Importante lembrar que 80% dos casos de zika são assintomáticos, então a maioria nem sabe que teve a zika. Mas não está havendo mais casos graves ou relatos de número elevados da síndrome congênita da zika.
Vera Magalhães
Apesar da imunidade se demonstrar eficiente duradoura, a ciência não sabe estimar o tempo que ela dura, nem pode ter cravar a impossibilidade de uma nova cepa surgir e contaminar pessoas já infectadas uma vez.
A situação epidemiológica da dengue demonstra que está havendo descontrole dos focos do mosquito vetor, é natural que haja aumento de todas as arboviroses transmitidas por esse vetor. Inclusive temos casos de coinfecção de zika com a dengue.
Vera Magalhães
Para ela, é importante uma "ampla política de acesso a testes laboratoriais, especialmente o PCR" — que é considerado o padrão ouro para diagnóstico.
Saúde cita complexidade
Em nota, o Ministério da Saúde afirma que "se mantém em alerta para os casos de arboviroses."
O monitoramento dos casos suspeitos e confirmados é realizado durante todo o ano.

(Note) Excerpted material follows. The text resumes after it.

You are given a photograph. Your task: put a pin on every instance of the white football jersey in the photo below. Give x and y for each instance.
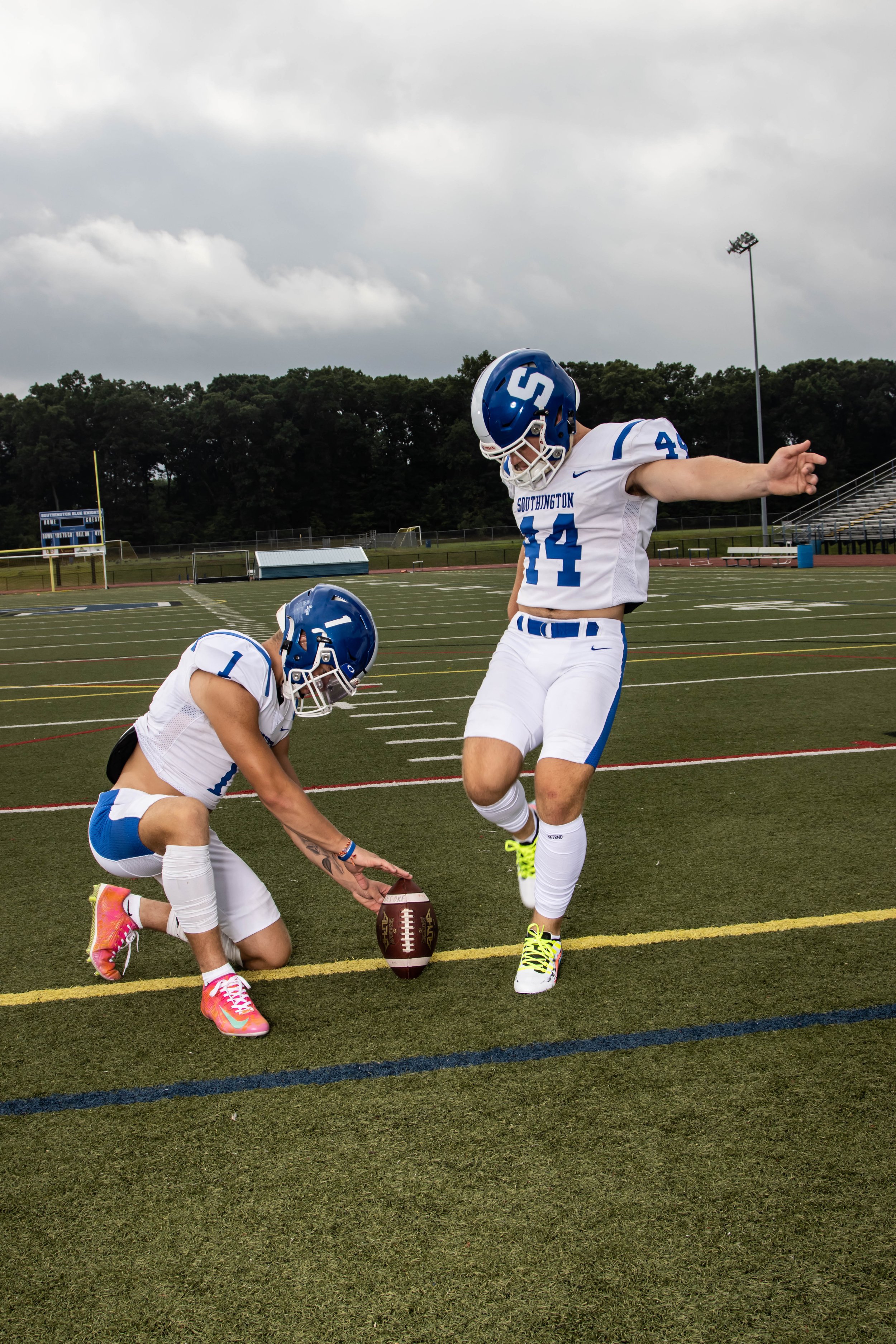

Além disso, a pasta mantém contato direto com as equipes estaduais para acompanhamento, bem como reconhecimento precoce de eventual aumento no número de notificações.
Ministério da Saúde
Para dar celeridade à conclusão dos casos ainda em investigação, o Ministério de Saúde afirma que tem atuado junto às equipes estaduais, apoiando a análise com base nas informações disponíveis para cada caso.
A pasta afirma, porém, que a investigação de um caso suspeito da síndrome é complexa e envolve:
- análise do cenário epidemiológico quanto à presença de circulação do vírus zika no local de residência da família;
- diagnóstico laboratorial para confirmação da infecção materna na gestação;
- diagnóstico laboratorial para descarte de infecção materna por outros agentes biológicos que também causam anomalias congênitas;
- exames clínicos e de imagem do feto/recém-nascido para avaliação das anomalias congênitas e alterações apresentadas.
É preciso levar em consideração que, em muitas situações, a mãe/parturiente e criança são assistidas em diferentes instituições de saúde, o acompanhamento e o resgate de tais informações em prontuários não são tão ágeis e acabam dificultando a imediata resposta.